I'm actually inclined to agree with this. Instagramming the Crimean peninsula does go a long way towards showing, as Friedman points out, that things are still basically normal in the area. Nothing terrible has happened yet. I'm just also reminded of an essay I linked to back in February 2012, Zeynap Tufekci's essay "The Syrian Uprising will be Live-Streamed: Youtube & The Surveillance Revolution". What will happen, she wondered, in conflict situations where wrongs are documented and shared worldwide?
What does it mean that everything –including the most trivial but especially the non-trivial– has such a great chance of being available worldwide? Starting with the printing press, the threshold for the ability to publish has been getting lower, and the potential reach of publications has been getting bigger. We are now at the level of the person, publishing at the level of the world.

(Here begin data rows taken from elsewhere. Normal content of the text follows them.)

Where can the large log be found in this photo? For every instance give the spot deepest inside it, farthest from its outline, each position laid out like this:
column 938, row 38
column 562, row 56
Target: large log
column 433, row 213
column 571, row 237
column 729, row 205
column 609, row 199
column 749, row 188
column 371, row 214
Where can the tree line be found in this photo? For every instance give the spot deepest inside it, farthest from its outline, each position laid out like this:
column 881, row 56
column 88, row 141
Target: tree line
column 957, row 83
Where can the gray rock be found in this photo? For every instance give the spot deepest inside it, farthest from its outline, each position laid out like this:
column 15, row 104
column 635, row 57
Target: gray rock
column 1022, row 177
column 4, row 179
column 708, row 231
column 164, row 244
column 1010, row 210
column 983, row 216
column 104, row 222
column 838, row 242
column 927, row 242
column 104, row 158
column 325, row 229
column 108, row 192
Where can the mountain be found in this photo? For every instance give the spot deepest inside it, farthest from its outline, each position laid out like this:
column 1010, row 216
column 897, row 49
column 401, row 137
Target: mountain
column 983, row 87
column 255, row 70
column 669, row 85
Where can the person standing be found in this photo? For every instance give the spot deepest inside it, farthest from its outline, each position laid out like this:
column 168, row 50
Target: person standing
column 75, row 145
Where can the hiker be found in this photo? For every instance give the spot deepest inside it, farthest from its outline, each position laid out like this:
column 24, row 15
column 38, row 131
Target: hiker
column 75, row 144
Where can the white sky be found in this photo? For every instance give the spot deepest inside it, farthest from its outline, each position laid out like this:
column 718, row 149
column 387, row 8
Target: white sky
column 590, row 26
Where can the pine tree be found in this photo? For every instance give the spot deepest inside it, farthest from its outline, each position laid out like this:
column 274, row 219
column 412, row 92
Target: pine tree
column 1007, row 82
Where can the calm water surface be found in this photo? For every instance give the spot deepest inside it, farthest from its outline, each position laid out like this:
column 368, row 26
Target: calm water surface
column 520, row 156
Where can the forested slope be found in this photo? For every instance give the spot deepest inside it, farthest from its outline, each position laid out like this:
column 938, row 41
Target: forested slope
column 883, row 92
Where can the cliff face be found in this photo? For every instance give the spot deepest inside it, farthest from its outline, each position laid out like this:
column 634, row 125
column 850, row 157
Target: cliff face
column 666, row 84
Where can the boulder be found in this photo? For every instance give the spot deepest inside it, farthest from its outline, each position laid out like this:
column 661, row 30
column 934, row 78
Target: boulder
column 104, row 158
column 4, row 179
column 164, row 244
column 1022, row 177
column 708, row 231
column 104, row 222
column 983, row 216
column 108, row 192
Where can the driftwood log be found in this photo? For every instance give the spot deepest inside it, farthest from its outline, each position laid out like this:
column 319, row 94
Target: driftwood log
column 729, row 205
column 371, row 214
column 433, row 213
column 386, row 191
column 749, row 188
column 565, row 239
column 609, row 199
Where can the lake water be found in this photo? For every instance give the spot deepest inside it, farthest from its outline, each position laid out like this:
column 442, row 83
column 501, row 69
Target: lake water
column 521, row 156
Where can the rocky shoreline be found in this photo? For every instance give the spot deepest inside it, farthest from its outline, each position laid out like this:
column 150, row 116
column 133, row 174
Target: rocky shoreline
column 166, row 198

The publishing revolution is almost complete.
Does this level of documentation make it more likely that the international community will be compelled to react to atrocities–which will likely come with higher and higher levels of visibility? Or will this, too, become just background noise, similar to famines or disease in Africa have become for most of the world (except the victims, of course)? Does the level of documentation and surveillance –and thus, evidence– make it harder to establish processes like the Truth and Reconciliation efforts in places ranging from South Africa to Guatemala? Will this amount of documentation of atrocities make divisions even more likely and pernicious–as the ability to forgive often needs some level of forgetting? And the Internet, it seems, does not forget. Will this all make regime bureaucrats more likely to defect—as “I was just pushing paper and had no idea all this was going on” has become an even weaker defense? Or will they cling to power to the very end as much as they can, knowing their victims and survivors have much evidence as well as awful reminders of their crimes?
I don’t have the answers but I’m quite convinced that we’ve entered an irreversible point in terms of documentation of our lives, including death and destruction—not just baby pictures and trips, parties and graduations but also shelling of towns and killing of children. There is no going back. And tools matter. Just as wars with nuclear weapons are different than wars with bows and arrows, a world with cell-phone cameras in every other hand is different than a world which depended on traditional journalists and mass media gate-keepers for its news.
If anything terrible happens in Crimea, as I noted in the comments section of Friedman's article, everyone will find about it quickly, in vivid gory colour. What happens after that, I fear to imagine.